‘All I have to say is sporty spice is the only one without a bloke’ is the warning given by Kiera Knightley’s mother in Gurinder Chadda’s Bend it Like Beckham. The film was released in 2002, and launched the now famous career of Oscar winner Kiera Knightley and Jonathan Rhys Myers. Parminder Nagra plays the protagonist of the movie Jessminder (Jess) Bhamra. While Knightley and Rhys Meyers has gone onto become Hollywood celebrities, Parminder’s brilliant talent remains short-handed within (white) Hollywood world. Scholars of feminist and queer theory have written profusely about the film’s tackling of sensitive topics such as the participation of women in sports, the relationship between the characters of Jules (enacted by Knightley), Jess and their coach Joe (Rhys Meyers). In this brief rumination I wish to highlight the relationship portrayed between Jess, and her family, especially the mother-daughter relationship.
Shaheen Khan plays the indomitable migrant Punjabi mother, who cooks, prays, and polices both of her daughters’ gender presentations. Her older daughter is about to marry a man from within the Sikh community, whereas Parminder is focused upon a career in football and falls in love with an Irish football coach. The movie journeys through Jess’s struggle to break free from the chains of her traditional Sikh family. She finds support and friendship with Jules (Juliet) who is also haunted by her mother. The two girls play football across Europe, and are finally able to receive scholarship at an US university. The spirit of David Beckham haunts the viewers throughout the movie. He makes a cameo appearance in final scene with Victoria (Posh) Beckham. While Jess and Jules are getting ready to board their plane to the US, the famous British footballer and his pop star wife walk through the airport. Jess’s mother remains a difficult figure to grapple with throughout the film. What do we make of her gender policing? How do we make sense of the complex ways racism, sexism, and being an immigrant in the UK frame her fears for both of her daughters? And, most of all what does this intimate mother-daughter (troubling) bond represent for many young girls who are seeking a career in sports and athletics? Are all mother-daughter relationships doomed with haunting narratives of gender policing? And, most of all why is the Punjabi mother a comical character in the film? In all the ways we want to save Jess from traditional patriarchal roles, we seem to laugh at her mother with utter disdain for her ‘backward’ ideas. The traditional yoke of sexism is intricately woven in the text of a somewhat progressive film as we laugh at her mother, and even at Jess’s older sister who is seeking the ‘perfect Indian wedding’.
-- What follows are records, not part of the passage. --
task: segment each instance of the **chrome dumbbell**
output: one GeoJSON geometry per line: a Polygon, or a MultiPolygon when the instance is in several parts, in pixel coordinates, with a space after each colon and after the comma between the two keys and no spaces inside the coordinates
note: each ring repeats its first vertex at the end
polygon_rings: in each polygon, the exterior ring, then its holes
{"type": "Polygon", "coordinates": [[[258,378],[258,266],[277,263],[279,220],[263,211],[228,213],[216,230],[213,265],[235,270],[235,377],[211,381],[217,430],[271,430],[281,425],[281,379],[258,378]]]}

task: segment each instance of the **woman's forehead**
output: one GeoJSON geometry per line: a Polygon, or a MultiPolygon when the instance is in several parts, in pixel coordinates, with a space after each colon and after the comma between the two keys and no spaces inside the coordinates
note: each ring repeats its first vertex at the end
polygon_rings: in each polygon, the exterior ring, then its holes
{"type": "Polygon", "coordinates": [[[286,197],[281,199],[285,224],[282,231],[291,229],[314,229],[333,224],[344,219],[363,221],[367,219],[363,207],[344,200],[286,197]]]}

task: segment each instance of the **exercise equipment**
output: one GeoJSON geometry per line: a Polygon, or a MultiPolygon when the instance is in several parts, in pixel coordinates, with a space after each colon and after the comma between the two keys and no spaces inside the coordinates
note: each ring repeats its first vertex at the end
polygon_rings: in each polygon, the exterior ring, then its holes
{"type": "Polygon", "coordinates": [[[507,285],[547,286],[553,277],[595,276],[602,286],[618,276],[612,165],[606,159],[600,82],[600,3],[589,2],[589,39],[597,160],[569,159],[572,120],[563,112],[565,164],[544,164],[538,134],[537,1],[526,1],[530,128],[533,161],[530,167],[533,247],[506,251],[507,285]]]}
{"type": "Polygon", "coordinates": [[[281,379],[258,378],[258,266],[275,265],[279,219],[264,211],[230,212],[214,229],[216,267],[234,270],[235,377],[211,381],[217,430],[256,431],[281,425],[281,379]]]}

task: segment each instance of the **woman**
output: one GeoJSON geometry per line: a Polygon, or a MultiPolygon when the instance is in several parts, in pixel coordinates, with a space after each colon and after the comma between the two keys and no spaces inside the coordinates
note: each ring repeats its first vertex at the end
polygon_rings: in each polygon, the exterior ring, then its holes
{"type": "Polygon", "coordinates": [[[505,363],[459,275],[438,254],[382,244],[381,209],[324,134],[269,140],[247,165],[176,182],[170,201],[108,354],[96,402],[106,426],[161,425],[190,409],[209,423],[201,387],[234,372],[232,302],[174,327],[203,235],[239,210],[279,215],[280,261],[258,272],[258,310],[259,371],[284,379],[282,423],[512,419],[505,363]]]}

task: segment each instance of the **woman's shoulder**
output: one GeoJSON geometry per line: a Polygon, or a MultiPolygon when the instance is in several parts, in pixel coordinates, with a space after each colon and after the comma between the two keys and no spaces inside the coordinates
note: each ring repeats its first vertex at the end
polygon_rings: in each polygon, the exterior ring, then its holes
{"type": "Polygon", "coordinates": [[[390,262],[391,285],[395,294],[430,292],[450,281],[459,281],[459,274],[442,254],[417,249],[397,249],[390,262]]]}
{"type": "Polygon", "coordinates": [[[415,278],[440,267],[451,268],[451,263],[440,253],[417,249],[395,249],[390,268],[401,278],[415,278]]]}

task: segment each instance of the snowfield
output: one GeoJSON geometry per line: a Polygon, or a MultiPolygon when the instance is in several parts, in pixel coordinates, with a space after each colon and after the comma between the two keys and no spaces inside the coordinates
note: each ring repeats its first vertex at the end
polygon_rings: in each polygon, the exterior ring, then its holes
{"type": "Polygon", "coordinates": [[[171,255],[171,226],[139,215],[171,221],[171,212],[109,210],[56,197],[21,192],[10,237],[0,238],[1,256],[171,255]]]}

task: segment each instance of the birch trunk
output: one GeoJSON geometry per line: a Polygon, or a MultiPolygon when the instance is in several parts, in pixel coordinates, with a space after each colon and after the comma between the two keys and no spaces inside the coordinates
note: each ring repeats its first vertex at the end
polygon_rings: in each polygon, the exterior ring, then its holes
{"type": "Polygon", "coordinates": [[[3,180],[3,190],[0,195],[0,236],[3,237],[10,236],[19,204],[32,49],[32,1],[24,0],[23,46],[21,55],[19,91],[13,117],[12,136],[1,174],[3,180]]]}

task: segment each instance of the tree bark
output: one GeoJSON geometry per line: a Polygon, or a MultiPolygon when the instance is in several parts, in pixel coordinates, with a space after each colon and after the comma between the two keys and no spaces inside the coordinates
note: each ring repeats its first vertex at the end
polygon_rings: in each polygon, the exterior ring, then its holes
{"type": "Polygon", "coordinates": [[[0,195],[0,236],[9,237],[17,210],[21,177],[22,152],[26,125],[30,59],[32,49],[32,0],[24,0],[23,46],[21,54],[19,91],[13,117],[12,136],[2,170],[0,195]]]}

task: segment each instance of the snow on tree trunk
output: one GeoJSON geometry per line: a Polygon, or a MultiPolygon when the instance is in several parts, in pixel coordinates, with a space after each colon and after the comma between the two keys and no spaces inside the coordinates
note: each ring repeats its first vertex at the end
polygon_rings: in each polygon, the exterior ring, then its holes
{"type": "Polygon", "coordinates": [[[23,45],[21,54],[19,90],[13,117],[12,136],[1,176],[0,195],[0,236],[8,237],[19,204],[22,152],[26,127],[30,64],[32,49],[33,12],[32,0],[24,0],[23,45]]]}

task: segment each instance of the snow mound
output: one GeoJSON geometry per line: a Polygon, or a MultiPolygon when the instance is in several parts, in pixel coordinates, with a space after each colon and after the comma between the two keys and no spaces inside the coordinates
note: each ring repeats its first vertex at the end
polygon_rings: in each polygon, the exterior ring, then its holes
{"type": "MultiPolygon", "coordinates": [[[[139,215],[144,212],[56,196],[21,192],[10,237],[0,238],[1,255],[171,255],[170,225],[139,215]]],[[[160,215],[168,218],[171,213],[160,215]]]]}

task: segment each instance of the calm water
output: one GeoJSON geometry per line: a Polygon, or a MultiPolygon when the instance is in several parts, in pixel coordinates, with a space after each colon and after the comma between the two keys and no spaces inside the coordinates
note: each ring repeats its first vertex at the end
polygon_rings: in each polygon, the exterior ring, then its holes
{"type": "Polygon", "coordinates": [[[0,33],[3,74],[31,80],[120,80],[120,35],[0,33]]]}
I raise these important questions as a queer migrant viewer of the film across two nations. In the US, the film was released shortly after its UK release. I sat through an auditorium filled with white Americans laughing at the comical representations of Jess’s mother. I shuddered, wondering if I could join or not, how would the white people interpret me laughing at another Indian woman? Was I being a sexist Indian male viewer? Most importantly how does racism and sexism frame the immigrant Indian woman while still imagining a potential future for the UK born Indian woman? In their article titled ‘The Remaking of a Model Minority PERVERSE PROJECTILES UNDER THE SPECTER OF (COUNTER) TERRORISM’ Jasbir Puar and Amit Rai warn us of the ways the film represents a history of progressive diasporic films as well as the comodified ‘Planet Bollywood’ phenomenon (Puar and Rai, 2004). Truly, the film makes a commodity of many young girls’ aspirations to join sports. The commodification is predicated by caricaturing the immigrant mother. No doubt, girls and women face everyday barriers towards participating in athletics. Women’s sports receive unequal public and private funding, and undoubtedly, mothers police their daughters’ gender roles. Sadly, what goes unexplored is the tremendous pain of an immigrant mother who has to balance between the racist UK landscape and patriarchal gaze of the immigrant family. So we laugh at our mothers, only to allow our daughters to be saved by liberally minded white (wo)men. While the movie ends with Jess and Jules leaving for the utopic US, in reality Parminer Nagra could only be featured in prime-time television ‘ER,’ while Knightley and Rhys are celebrated Hollywood Stars. In conclusion, I seek to incite our readers not to blindly accept the liberatory version of feminism embedded in the film, but to view it within the context of racism, global inequality, and gendered power relations. Injustice will also be done to Gurinder Chadda (film-maker) if we view her career through her (only) mainstream success. We must critique, question, as well as enjoy while bending it like Beckham.